Howden – A popular Jack-O-Lantern type with an upright form and only light ribbing, making it relatively easy to carve. The fruits average 14” tall and the large seed cavity allow you to hollow it out with minimal effort. While edible, the orange flesh is not the best for cooking.
Indian Doll – An F1 hybrid pumpkin with deep ribbing and a flattened form, making it ideal for stacking in displays. The mid-orange skin is occasionally streaked in pale orange and the flesh is excellent eating.
Lunch Lady – A seed strain of enormous gourds (from 5-20 lbs) that come in all shapes and sizes. They all eventually develop hard shells and warty skins, with many of them being two-tone in colour. One of your best choices for autumn décor.
Moranga – A Brazilian heirloom (the name means pumpkin in Portuguese) with a flattened form and deep lobing. The salmon-coloured skin will develop mottling as it matures and the flesh is traditionally used to make Camarao na Moranga or ‘shrimp stuffed pumpkin’.
Porcelain Doll – The ‘first’ pink pumpkin with a deeply ribbed and slightly squat form and that unique porcelain pink skin. The upper end of the size ranges from 20-25 lbs with sweet orange flesh that works well in pies or soups.

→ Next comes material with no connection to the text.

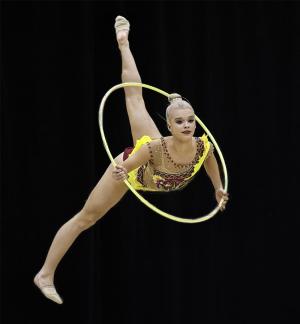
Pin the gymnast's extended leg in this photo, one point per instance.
(103, 197)
(141, 122)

Porcelain Princess – Smaller than ‘Porcelain Doll’ (7-10lbs) with attractive pink skin and deep ribbing. The bright orange flesh is also quite tasty, so this beauty also doubles as a culinary delight.
Rascal – A large flat, pink pumpkin which often develops unique bluish-green streaks on the bottom side. The thick orange flesh is also a must-have for baking and cooking.
Rouge Vif d’Etampes – A French heirloom which was a bestseller back in the Paris Central Market during the 1880s. The name translates as ‘bright’ or ‘vivid red from Etampes’ and these flattened pumpkins also colour rather early in the garden. Also known as the Cinderella pumpkin, they are as delicious as they are beautiful and one of your best choices for making a creamy pumpkin soup.
Turk’s Turban – A highly decorative squash from the late 1700’s with a unique two-tiered form fantastically streaked in red, orange, green yellow and white. This is a favourite of mine which averages 10” across and while it is edible, it is not the tastiest of squashes.
Warty Goblin – Medium-sized pumpkins with bright orange skin nicely textured with raised deep green warts. Averaging 8-20lbs, these beauties require no additional decoration and are a favourite of the kids.
White Schoolhouse – A smaller pure white pumpkin with only light ribbing, making it ideal for younger children to paint on or decorate. Using a black sharpie marker, these are easy to convert into Jack Skellington heads from the Nightmare Before Christmas.
My Favourite Pumpkin Recipe
I though I’d leave you with the recipe for my favourite pumpkin dish (which also works well with squash or zucchini blossoms) even though it’s meant to be used much earlier in the year when we have more flowers at hand. Still, few seasonal foods rate as high as my daughter’s deep-fried lemon-basil pumpkin blossoms, with its crunchy coating and warm goat cheese filling that just melts in your mouth with every bite.
1. Pick twelve fresh pumpkin or squash blossoms (with stems) in late morning.
2. Preheat canola or grape seed oil to 370F in deep frying pan.
3. Prepare tempura batter by whisking 1 cup cornstarch, 1 cup all-purpose flower and 1.5 cups of cold soda water and keep in fridge until ready to use.
4. Prepare the filling by mixing ½ cup goat cheese (room temperature) with the zest of 1 lemon, ½ cup fresh basil leaves, 2 cloves of chopped sautéed garlic and 1 tbsp. of heavy cream in a blender.
5. Carefully hold open the blossoms and spoon in 1 tbsp of filling, twisting the end to close it up.
6. Dip the stuffed blossoms into the cool tempura batter by holding onto the stem and carefully drop into pre-heated oil.
7. Fry until batter is a crispy golden brown, remove, season with a pinch of sea salt and enjoy right away.
Well I hope you get the opportunity to enjoy my daughter’s recipe next year but for now, have a safe and happy Thanksgiving.